Guts of the ManageUsers page
I didn’t want to recreate the wheel, so I simply used the ‘Better ASP.Net Member/Role Management’ control that I build (see part 9 here for details) instead. I did use the stuff about total users registered, and users online now, and then added my control under that. I did modify the binding code some, in the book it calls BindAlphabet(), I changed my to BindTotals() and all it does is enter values into the lblTotalUsers and lblOnlineUsers controls. I removed all the alphabet stuff.
Interestingly enough, the book has two code listings for BindUsers(). I believe that the second one is more accurate, as the first calls the BindAlphabet() method which I don’t believe it should.
AddEditUsers page
Looking at the code for the AddEditUser page as well, I believe the ‘Better ASP.Net Member/Role Management’ control can handle all this as well. I DO miss a little of the statistical information such as when the user last logged in and last activity etc. AND I do miss the section that allows the administrator to edit the user’s profile. Also, I don’t provide a means of unlocking the user’s account if it is locked. Maybe I’ll look into a 10th part that adds a way to handle these missing pieces?

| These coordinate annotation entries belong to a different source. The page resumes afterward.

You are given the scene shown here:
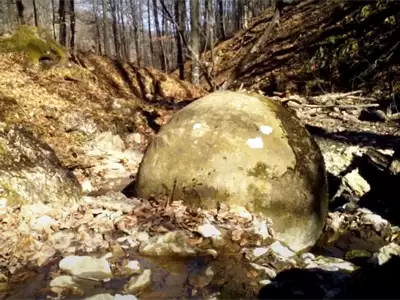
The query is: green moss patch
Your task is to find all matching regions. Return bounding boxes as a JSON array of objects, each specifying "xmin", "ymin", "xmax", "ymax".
[{"xmin": 0, "ymin": 25, "xmax": 67, "ymax": 64}]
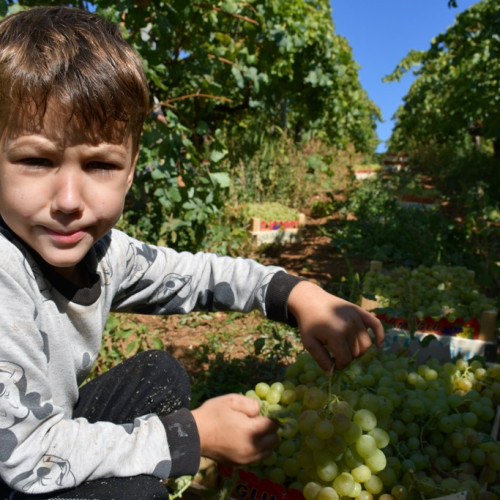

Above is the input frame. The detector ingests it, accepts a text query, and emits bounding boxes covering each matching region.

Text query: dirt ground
[128,219,368,382]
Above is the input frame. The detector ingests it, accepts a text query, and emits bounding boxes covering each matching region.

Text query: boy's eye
[87,161,119,174]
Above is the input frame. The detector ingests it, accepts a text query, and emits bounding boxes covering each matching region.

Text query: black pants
[0,351,191,500]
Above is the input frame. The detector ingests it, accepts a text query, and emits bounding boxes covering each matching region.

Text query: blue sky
[330,0,477,152]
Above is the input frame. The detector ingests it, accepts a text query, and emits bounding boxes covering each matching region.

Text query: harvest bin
[218,464,488,500]
[250,214,306,245]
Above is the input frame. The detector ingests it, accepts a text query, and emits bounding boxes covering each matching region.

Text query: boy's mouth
[44,227,86,244]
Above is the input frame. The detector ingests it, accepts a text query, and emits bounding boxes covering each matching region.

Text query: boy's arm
[288,281,384,371]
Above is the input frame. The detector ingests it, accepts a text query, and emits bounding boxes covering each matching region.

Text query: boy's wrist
[266,271,306,327]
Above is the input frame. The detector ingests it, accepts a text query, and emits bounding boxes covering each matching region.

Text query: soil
[127,218,368,380]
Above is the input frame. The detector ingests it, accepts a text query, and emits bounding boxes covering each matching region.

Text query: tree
[0,0,380,246]
[386,0,500,159]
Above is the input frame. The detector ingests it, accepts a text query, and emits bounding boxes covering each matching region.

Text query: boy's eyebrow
[4,134,128,159]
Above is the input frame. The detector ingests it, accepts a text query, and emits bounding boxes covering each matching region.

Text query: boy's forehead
[3,101,131,148]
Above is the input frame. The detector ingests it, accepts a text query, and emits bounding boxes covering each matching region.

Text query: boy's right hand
[192,394,278,464]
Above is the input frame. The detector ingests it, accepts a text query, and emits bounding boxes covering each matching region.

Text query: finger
[304,339,333,372]
[363,309,385,347]
[223,394,260,417]
[354,330,372,358]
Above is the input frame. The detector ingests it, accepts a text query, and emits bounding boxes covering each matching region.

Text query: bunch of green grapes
[247,349,500,500]
[363,265,495,322]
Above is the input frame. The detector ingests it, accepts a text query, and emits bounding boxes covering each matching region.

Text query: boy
[0,7,384,499]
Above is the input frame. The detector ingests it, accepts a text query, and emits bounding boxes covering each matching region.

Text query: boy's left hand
[288,281,385,371]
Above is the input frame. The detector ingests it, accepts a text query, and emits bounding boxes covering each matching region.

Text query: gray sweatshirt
[0,224,298,493]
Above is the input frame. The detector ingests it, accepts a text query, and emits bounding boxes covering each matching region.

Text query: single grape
[356,434,378,458]
[364,475,384,495]
[351,464,372,483]
[333,472,356,496]
[352,408,377,432]
[255,382,269,399]
[365,450,387,473]
[315,486,340,500]
[302,481,321,500]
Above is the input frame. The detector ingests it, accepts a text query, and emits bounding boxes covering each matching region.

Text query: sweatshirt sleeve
[107,229,301,318]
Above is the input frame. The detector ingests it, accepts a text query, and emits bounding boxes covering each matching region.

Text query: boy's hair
[0,7,149,152]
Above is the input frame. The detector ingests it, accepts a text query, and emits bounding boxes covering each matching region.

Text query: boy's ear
[127,151,139,193]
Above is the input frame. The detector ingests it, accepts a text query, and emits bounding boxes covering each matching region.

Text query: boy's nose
[52,169,83,213]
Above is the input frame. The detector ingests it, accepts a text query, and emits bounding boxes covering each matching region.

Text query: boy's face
[0,114,136,281]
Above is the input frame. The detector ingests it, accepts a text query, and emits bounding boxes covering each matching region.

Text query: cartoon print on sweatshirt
[12,455,76,493]
[0,360,53,462]
[133,273,192,314]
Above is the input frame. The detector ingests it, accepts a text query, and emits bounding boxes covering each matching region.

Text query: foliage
[89,314,163,379]
[188,313,298,407]
[386,0,500,158]
[325,179,465,266]
[0,0,380,249]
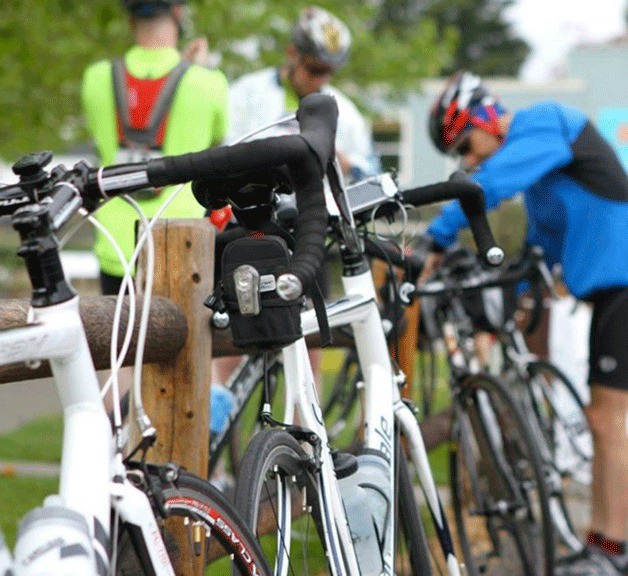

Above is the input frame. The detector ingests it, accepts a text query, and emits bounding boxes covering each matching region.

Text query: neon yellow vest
[81,46,227,276]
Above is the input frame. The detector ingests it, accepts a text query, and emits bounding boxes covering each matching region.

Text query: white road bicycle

I did find on page 239, there seems to be an error in the text that give us the list<string> definition in C# rather than in VB (and the entire explanation is a little hard to follow, since by this point you ought to be able to do list(of String) variables). Again, I’d submit to errata, but it doesn’t seem to be very helpful.
ManageRoles Page
Again, the “Better ASP.Net Member/Role Management” control can handle all the role management I need, so I chose to ditch this page as well.
AddEditRole Page
Again, this functionality is addressed in the control, however I thought to comment on one piece of code the last one on page 245. Specifically, I might have done it a little differently. Instead of using a string collection (Usernames) and a string array (saUsers) I would have used a list(of String) generic collection, and then iterated through the MembershipCollection returned form Membership.FindUsersByName() and added the usernames to the list via the list.add method. Once the list is complete, I would have returned list.ToArray() – That’s what I’m doing in another project I’m working on.

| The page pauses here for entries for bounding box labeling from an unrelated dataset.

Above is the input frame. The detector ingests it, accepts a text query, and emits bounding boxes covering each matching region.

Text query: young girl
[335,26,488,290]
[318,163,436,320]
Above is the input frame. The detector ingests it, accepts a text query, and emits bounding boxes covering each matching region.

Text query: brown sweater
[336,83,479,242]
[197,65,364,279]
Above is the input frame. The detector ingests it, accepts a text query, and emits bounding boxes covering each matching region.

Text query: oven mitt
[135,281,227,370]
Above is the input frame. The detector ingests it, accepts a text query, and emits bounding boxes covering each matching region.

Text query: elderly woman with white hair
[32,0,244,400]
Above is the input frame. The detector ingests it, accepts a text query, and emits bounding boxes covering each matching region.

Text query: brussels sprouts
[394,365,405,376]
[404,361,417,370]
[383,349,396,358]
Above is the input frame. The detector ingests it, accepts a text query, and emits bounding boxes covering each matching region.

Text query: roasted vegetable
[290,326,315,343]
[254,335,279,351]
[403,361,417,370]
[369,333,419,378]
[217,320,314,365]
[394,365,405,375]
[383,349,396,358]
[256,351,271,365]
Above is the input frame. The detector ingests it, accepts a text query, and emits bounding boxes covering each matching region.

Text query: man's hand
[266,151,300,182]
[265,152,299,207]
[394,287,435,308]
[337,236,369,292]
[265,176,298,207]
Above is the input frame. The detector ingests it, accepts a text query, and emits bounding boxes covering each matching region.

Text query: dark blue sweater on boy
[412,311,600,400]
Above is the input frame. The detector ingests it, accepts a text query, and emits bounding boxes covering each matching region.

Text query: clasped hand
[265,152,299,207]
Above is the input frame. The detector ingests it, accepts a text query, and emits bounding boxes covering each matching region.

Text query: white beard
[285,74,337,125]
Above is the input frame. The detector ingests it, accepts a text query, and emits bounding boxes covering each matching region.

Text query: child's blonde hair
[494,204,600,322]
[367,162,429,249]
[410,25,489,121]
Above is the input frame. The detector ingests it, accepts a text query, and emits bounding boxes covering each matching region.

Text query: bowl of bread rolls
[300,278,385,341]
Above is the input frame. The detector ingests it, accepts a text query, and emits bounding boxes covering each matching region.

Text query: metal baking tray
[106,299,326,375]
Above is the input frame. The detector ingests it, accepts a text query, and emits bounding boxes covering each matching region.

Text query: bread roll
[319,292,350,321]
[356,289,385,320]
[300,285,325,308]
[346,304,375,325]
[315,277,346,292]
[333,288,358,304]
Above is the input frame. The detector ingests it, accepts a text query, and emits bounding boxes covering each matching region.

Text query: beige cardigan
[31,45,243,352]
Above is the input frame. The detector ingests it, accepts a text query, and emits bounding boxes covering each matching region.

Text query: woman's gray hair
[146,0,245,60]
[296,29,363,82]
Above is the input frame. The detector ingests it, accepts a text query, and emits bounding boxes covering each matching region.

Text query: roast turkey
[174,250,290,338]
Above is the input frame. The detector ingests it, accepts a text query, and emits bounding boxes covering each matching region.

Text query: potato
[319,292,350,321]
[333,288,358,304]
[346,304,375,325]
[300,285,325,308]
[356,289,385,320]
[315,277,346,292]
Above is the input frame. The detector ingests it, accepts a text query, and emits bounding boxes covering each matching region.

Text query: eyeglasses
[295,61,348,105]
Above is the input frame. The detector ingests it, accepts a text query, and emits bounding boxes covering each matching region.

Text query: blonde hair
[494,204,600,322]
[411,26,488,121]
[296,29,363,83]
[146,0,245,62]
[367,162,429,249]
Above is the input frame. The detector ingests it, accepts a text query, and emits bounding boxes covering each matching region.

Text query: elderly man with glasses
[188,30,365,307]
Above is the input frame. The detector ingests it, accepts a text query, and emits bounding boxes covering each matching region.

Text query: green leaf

Also, the book doesn’t delineate where this function should go. In the code download, you can see find it in the App_Code folder in a file called MemberService.vb.
Epilogue
I did make a list as I went through some of the last bits of this site, and found some functionality that I will add to my user/role management control. I did find however that there was a lot of pieces in this chapter that created in the book, but never seem to be quite tied in (i.e. ajax login and openid login).
I did like the suggestion to use a UserProfile control, and have incorporated the idea into a project I am currently working on, and even referenced the code in the book for ideas on how to code it.
I hope that some of what’s here can make things more clear. I apologize for being so long between posts on this topic, and likely it’ll be long again. I have read some in chapter 5 on newsletters etc and have a list of things to start posting about, but that doesn’t mean I’ll get to it any faster, but I’ll do what I can.